Por lo tanto, Cristo derramó Su propia sangre como el sacrificio perfectamente prescrito: la culminación de la línea roja. Su sacrificio no sería un sacrificio anual, como en el antiguo pacto; Cristo murió una vez. Y eso fue suficiente. Como nuestro Sumo Sacerdote, Él entró “en el cielo mismo, para presentarse ahora ante Dios en favor nuestro; no para ofrecerse vez tras vez . . . Al contrario, ahora, al final de los tiempos, se ha presentado una sola vez y para siempre a fin de acabar con el pecado mediante el sacrificio de sí mismo” (9:24-26).
Consumación del pacto
Desde antes de que el mundo fuera, la eternidad era un regalo envuelto y sellado simbólicamente con la sangre del pacto de Dios. Creados a la perfección, Adán y Eva tuvieron comunión perfecta con Dios.
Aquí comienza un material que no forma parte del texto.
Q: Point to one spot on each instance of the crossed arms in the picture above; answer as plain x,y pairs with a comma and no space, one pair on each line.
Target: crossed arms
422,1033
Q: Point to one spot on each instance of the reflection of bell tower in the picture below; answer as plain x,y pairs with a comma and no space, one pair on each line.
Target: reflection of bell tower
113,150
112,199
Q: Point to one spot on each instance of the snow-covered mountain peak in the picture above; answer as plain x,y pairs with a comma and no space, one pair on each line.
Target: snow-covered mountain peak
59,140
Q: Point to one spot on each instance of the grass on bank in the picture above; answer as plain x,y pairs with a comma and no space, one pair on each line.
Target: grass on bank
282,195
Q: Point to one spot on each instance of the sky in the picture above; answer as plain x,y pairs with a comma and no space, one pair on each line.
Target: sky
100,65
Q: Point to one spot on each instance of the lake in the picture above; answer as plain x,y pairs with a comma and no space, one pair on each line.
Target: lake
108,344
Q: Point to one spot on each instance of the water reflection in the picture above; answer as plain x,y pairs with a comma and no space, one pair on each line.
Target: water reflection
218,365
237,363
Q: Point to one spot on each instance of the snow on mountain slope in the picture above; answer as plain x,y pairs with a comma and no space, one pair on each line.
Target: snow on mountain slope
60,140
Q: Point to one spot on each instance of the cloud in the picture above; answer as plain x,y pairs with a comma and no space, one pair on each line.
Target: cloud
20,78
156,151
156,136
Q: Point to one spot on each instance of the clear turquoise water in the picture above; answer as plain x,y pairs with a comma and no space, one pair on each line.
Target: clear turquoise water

Sin embargo, esta pareja edénica pusieron a prueba las palabras de Dios, y el pecado llegó como resultado.
Las últimas palabras grabadas de Jesús, “¡Consumado es!” (Juan 19:30), declararon el fin del antiguo sistema de sacrificios. Jesús había realizado la tarea que Su Padre le había enviado a hacer. Cuando respiró por última vez, hubo un gran terremoto, y la cortina del templo que dividía el lugar Santo del Santísimo se rasgó en dos, de arriba a abajo, lo cual significaba el acceso directo a Dios en el nombre de Jesús. Por lo tanto, la sangre derramada de Cristo se congeló, sellando el pacto entre Él y todos los que aceptan este regalo para la humanidad.
La línea roja continua en todos los que, por la fe, aceptan a Cristo y caminan en la línea roja en espíritu y verdad. Si usted siente que le dieron un aviso de desalojo cuando dejó su fe al igual que pasó con Adán y Eva, el camino de la reconciliación aún está abierto. La muerte de Cristo en el siglo I dC, en esencia borró los pecados confesados y olvidados bajo el antiguo pacto y más allá. ¡Y eso es motivo de alabanza!